Financial services group in the Faroe Islands

Betri Banki (formerly Føroya Sparikassi and Eik Banki) is a financial services group in the Faroe Islands, which was previously one of the two major privately owned banking firms based in the country. Established in 1832, the group, which also operated in mainland Denmark, encompassed retail, corporate and investment banking activities as well as real estate brokerage. The company was nationalised by Denmark in October 2010 after becoming insolvent, with its Danish retail banking operations being sold later in the year to the regional bank Sparekassen Lolland.

==History==
Føroya Sparikassi (now Betri banki) was established in 1832 as a savings bank . In 1992 it was transferred into a guarantor savings bank, and in 2002, it was converted to a public limited company. In 2006, it changed its name to Eik Banki, and on 11 July 2007, it was listed on the Icelandic and Danish stock exchanges as Eik Banki P/F.
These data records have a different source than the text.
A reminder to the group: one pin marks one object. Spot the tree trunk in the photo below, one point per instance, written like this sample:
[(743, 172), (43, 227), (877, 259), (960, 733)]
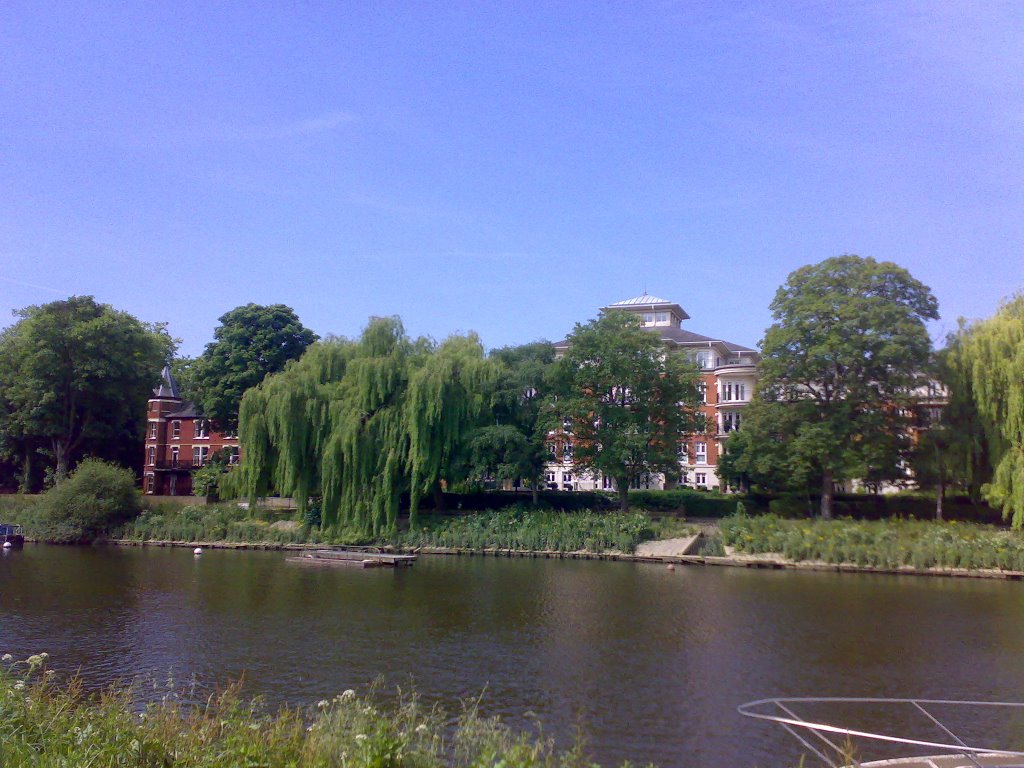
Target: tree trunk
[(826, 495), (60, 454), (27, 472), (623, 487), (438, 496)]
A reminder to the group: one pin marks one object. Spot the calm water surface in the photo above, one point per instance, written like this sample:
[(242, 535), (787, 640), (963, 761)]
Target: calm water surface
[(648, 664)]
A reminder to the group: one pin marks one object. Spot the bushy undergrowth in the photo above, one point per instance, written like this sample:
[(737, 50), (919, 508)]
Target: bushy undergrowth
[(882, 544), (44, 723), (96, 499), (212, 522), (689, 502), (526, 528)]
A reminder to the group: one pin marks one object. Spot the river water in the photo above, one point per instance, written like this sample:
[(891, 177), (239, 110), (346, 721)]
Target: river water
[(649, 665)]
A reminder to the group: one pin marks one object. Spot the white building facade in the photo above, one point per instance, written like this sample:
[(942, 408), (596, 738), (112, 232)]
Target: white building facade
[(727, 380)]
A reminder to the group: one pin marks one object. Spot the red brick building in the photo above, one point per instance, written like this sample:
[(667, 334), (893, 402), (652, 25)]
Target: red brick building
[(178, 439)]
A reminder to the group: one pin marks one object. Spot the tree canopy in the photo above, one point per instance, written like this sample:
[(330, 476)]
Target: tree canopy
[(838, 373), (987, 360), (75, 376), (625, 402), (251, 342), (359, 423)]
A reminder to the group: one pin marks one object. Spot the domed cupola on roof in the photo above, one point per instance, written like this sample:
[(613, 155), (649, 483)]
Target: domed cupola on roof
[(653, 311)]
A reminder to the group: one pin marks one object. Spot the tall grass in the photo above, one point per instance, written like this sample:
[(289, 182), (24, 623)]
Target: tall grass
[(882, 544), (524, 527), (45, 723)]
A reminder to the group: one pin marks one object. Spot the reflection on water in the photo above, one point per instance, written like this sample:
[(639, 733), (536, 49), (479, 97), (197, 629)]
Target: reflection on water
[(648, 664)]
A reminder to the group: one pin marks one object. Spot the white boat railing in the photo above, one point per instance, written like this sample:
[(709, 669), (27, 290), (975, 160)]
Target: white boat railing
[(833, 742)]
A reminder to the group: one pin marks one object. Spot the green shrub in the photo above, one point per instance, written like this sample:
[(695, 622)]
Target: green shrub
[(96, 499), (691, 503), (525, 527), (43, 722), (887, 544)]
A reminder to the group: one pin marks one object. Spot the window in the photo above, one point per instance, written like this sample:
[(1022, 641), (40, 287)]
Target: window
[(733, 390), (730, 421)]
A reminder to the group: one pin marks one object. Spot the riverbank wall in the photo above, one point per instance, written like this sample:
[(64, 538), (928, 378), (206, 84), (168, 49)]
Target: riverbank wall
[(735, 561)]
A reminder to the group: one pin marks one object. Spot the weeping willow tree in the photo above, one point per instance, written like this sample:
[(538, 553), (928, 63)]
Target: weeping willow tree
[(358, 423), (988, 357)]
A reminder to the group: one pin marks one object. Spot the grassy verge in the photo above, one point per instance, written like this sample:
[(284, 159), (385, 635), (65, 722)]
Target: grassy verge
[(43, 722), (882, 544), (520, 527), (527, 528)]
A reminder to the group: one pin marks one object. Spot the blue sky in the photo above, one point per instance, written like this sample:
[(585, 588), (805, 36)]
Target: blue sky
[(503, 167)]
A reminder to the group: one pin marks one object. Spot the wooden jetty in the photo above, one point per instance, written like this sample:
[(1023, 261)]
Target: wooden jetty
[(11, 535), (353, 558)]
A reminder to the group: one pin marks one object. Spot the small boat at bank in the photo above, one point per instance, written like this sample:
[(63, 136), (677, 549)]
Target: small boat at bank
[(11, 537), (835, 732), (353, 558)]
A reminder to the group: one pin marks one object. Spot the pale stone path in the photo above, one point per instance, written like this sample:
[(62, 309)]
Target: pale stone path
[(666, 547)]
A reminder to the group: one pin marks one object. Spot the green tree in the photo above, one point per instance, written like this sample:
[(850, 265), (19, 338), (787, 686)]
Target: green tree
[(251, 342), (94, 501), (513, 448), (624, 401), (987, 357), (839, 369), (361, 422), (75, 376)]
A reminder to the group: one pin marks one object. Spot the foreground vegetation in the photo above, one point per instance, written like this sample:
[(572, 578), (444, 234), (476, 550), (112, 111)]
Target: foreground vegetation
[(887, 544), (45, 723)]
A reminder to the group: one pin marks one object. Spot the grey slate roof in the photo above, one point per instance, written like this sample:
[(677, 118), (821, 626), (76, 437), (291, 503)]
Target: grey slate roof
[(187, 411), (168, 387)]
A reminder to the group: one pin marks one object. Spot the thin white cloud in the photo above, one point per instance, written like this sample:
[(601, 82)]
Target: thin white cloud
[(271, 131)]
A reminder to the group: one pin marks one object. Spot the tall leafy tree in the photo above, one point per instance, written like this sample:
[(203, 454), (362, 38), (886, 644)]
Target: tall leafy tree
[(988, 356), (512, 446), (359, 423), (75, 376), (251, 342), (838, 373), (626, 401)]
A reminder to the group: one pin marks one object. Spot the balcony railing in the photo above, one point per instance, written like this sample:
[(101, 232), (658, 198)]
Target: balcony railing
[(176, 464)]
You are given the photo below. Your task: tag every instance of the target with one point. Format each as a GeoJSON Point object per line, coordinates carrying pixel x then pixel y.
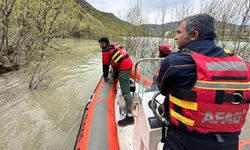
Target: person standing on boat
{"type": "Point", "coordinates": [165, 49]}
{"type": "Point", "coordinates": [207, 90]}
{"type": "Point", "coordinates": [118, 57]}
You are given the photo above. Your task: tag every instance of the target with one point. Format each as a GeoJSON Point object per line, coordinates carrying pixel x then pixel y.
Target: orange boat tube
{"type": "Point", "coordinates": [98, 128]}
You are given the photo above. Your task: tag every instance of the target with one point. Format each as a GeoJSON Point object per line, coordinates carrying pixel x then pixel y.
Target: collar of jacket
{"type": "Point", "coordinates": [107, 48]}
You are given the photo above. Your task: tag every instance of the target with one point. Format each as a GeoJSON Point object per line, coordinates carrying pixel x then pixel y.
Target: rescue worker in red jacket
{"type": "Point", "coordinates": [165, 49]}
{"type": "Point", "coordinates": [207, 91]}
{"type": "Point", "coordinates": [118, 57]}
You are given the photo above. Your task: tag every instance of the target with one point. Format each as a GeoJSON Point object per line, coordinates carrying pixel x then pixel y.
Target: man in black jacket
{"type": "Point", "coordinates": [195, 34]}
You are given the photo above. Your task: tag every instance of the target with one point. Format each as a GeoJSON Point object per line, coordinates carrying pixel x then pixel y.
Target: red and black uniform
{"type": "Point", "coordinates": [117, 56]}
{"type": "Point", "coordinates": [206, 94]}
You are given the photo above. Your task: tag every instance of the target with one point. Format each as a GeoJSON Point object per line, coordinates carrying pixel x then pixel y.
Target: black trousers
{"type": "Point", "coordinates": [179, 140]}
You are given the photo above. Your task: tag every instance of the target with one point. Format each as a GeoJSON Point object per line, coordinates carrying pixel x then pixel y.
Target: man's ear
{"type": "Point", "coordinates": [195, 35]}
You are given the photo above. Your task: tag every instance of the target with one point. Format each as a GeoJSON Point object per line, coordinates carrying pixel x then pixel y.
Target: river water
{"type": "Point", "coordinates": [49, 119]}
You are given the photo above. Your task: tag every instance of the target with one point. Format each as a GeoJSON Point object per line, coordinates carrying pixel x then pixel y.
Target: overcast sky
{"type": "Point", "coordinates": [150, 8]}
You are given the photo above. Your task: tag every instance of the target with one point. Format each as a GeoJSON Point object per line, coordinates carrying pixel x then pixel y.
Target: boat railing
{"type": "Point", "coordinates": [145, 73]}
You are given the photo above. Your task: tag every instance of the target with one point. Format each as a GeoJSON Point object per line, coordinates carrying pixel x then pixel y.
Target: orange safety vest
{"type": "Point", "coordinates": [118, 54]}
{"type": "Point", "coordinates": [218, 102]}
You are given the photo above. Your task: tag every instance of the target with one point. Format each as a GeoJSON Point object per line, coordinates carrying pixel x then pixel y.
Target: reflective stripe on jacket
{"type": "Point", "coordinates": [218, 102]}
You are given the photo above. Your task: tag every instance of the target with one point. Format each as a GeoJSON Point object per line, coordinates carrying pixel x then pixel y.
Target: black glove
{"type": "Point", "coordinates": [106, 79]}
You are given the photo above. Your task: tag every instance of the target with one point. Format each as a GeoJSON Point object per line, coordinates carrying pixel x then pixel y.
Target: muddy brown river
{"type": "Point", "coordinates": [49, 119]}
In Denmark, Eik Banki founded a subsidiary bank, Eik Bank Danmark A/S. In 2007, Eik Bank Danmark acquired the Swedish Skandiabanken branch in Denmark. Skandiabanken is the leading Danish internet bank in Denmark, with around 120,000 customers. Skandiabanken was merged into Eik Bank Danmark in December 2007. In the same month Eik Bank acquired the Faroese operations of Kaupthing Bank.
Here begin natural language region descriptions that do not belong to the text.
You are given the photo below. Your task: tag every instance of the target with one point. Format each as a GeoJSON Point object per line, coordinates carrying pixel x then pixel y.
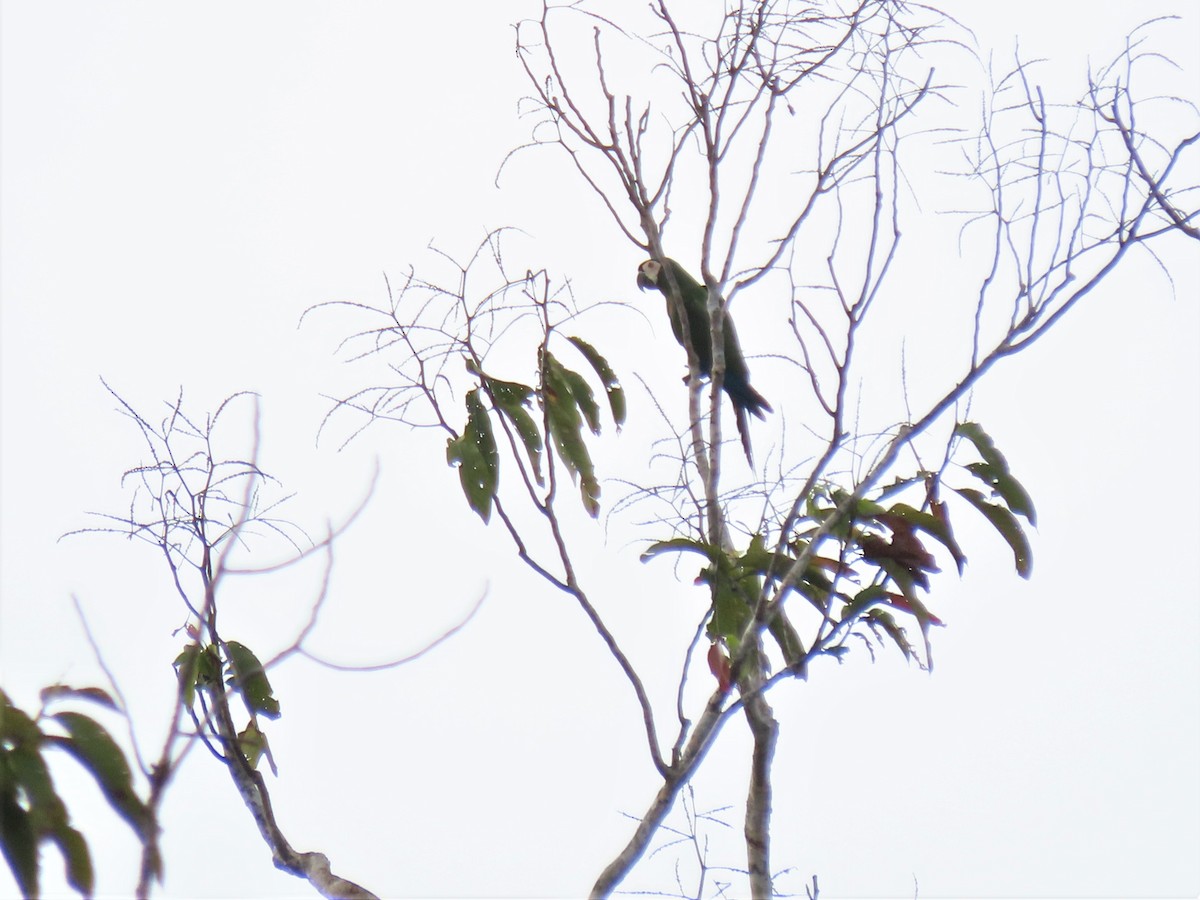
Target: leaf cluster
{"type": "Point", "coordinates": [31, 810]}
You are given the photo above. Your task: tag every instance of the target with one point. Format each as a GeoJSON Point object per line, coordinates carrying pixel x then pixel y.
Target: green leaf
{"type": "Point", "coordinates": [511, 399]}
{"type": "Point", "coordinates": [94, 695]}
{"type": "Point", "coordinates": [995, 473]}
{"type": "Point", "coordinates": [16, 727]}
{"type": "Point", "coordinates": [1008, 487]}
{"type": "Point", "coordinates": [983, 443]}
{"type": "Point", "coordinates": [18, 840]}
{"type": "Point", "coordinates": [197, 667]}
{"type": "Point", "coordinates": [583, 397]}
{"type": "Point", "coordinates": [251, 681]}
{"type": "Point", "coordinates": [1008, 527]}
{"type": "Point", "coordinates": [95, 749]}
{"type": "Point", "coordinates": [886, 621]}
{"type": "Point", "coordinates": [252, 743]}
{"type": "Point", "coordinates": [77, 858]}
{"type": "Point", "coordinates": [607, 378]}
{"type": "Point", "coordinates": [567, 426]}
{"type": "Point", "coordinates": [477, 456]}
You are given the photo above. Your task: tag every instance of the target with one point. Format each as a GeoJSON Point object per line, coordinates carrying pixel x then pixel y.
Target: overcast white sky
{"type": "Point", "coordinates": [180, 183]}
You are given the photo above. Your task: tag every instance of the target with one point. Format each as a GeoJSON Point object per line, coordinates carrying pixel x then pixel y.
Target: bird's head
{"type": "Point", "coordinates": [648, 275]}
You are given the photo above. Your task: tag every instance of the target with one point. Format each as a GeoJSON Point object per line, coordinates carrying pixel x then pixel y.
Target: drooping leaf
{"type": "Point", "coordinates": [252, 743]}
{"type": "Point", "coordinates": [1005, 522]}
{"type": "Point", "coordinates": [936, 526]}
{"type": "Point", "coordinates": [513, 399]}
{"type": "Point", "coordinates": [677, 544]}
{"type": "Point", "coordinates": [863, 600]}
{"type": "Point", "coordinates": [478, 460]}
{"type": "Point", "coordinates": [94, 748]}
{"type": "Point", "coordinates": [251, 682]}
{"type": "Point", "coordinates": [995, 473]}
{"type": "Point", "coordinates": [197, 667]}
{"type": "Point", "coordinates": [567, 426]}
{"type": "Point", "coordinates": [583, 397]}
{"type": "Point", "coordinates": [18, 838]}
{"type": "Point", "coordinates": [904, 557]}
{"type": "Point", "coordinates": [983, 443]}
{"type": "Point", "coordinates": [63, 691]}
{"type": "Point", "coordinates": [885, 621]}
{"type": "Point", "coordinates": [719, 665]}
{"type": "Point", "coordinates": [76, 856]}
{"type": "Point", "coordinates": [1008, 487]}
{"type": "Point", "coordinates": [613, 390]}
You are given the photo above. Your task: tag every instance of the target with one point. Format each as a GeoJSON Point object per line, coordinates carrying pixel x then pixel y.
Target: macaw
{"type": "Point", "coordinates": [652, 274]}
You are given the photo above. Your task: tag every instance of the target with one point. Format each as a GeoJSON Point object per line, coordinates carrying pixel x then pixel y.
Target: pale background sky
{"type": "Point", "coordinates": [178, 186]}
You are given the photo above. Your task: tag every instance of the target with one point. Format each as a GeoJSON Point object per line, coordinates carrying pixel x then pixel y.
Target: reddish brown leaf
{"type": "Point", "coordinates": [719, 665]}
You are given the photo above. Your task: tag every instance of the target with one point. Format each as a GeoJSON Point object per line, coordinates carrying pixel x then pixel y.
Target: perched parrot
{"type": "Point", "coordinates": [695, 301]}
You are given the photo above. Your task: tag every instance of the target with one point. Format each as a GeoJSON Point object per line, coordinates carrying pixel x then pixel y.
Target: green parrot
{"type": "Point", "coordinates": [695, 301]}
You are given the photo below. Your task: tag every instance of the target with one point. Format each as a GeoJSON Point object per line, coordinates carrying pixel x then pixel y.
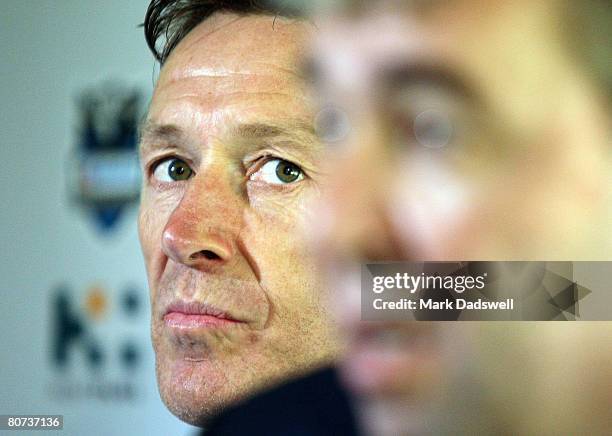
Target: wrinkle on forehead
{"type": "Point", "coordinates": [227, 45]}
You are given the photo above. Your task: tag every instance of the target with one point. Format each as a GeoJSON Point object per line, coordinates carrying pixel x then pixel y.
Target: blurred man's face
{"type": "Point", "coordinates": [477, 132]}
{"type": "Point", "coordinates": [229, 165]}
{"type": "Point", "coordinates": [466, 132]}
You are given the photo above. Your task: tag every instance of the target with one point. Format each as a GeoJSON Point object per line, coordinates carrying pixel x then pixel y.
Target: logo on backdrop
{"type": "Point", "coordinates": [84, 353]}
{"type": "Point", "coordinates": [104, 176]}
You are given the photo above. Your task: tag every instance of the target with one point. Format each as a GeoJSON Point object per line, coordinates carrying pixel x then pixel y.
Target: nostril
{"type": "Point", "coordinates": [207, 254]}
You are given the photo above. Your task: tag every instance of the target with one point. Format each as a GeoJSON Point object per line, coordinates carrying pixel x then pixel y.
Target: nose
{"type": "Point", "coordinates": [202, 230]}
The company and its Danish subsidiary were taken over by the Danish banking regulator in October 2010 after failing to meet solvency requirements set by the Financial Supervisory Authority. Trading in the company's shares and bonds was suspended on the news, and Eik Banki's listing on the Nasdaq OMX Iceland exchange was subsequently cancelled. Subsequently 70% of the bank's shares were sold to Tórshavn based TF Holding for DKK 572 million. The bank later became Betri bank. Three of Eik's managers were fined DKK 150 million in 2019.
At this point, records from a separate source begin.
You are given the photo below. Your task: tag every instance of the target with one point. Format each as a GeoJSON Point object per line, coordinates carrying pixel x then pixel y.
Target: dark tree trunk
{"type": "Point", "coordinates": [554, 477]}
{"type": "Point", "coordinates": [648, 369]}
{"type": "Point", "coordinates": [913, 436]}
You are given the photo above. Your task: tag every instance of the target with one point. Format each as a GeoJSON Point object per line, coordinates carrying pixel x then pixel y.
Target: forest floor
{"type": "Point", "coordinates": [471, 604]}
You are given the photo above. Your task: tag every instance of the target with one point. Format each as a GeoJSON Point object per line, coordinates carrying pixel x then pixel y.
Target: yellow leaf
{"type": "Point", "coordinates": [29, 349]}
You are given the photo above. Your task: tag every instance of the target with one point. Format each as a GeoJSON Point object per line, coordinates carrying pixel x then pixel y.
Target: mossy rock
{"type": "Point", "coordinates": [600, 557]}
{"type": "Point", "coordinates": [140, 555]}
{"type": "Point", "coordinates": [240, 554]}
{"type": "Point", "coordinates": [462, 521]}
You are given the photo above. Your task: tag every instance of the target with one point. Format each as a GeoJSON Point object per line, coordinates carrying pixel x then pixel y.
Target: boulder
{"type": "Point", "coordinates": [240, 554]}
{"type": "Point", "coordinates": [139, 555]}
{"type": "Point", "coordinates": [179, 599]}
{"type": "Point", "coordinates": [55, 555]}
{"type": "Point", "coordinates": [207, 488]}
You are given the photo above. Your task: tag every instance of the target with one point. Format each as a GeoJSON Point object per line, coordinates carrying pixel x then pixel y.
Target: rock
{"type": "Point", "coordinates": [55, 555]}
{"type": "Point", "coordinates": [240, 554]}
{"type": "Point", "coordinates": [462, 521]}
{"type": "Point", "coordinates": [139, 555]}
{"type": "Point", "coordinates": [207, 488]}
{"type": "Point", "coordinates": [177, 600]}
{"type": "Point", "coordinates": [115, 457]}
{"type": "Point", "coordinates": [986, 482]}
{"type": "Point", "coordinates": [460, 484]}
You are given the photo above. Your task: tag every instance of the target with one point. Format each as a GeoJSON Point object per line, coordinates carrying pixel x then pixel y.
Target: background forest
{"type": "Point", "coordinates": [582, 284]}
The retail banking operations of the company in mainland Denmark (Eik Bank Danmark A/S) were sold by the state to the regional bank Sparekassen Lolland for DKK 365 million on 17 December 2010.

On 21 March, 2017, the bank changed its name again, this time to Betri Banki. Its parent company, TF Holding changed its name to Betri, and subsequently Eik banki changed its name to Betri Banki, and Tryggingarfelag Føroya to Betri Trygging.

==Operations==
After the sale of Eik Banki's Danish retail banking operations in December 2010, the company's principal remaining businesses are a retail and commercial banking network in the Faroe Islands and ownership of the leading Faroese real estate brokerage company, Inni P/F.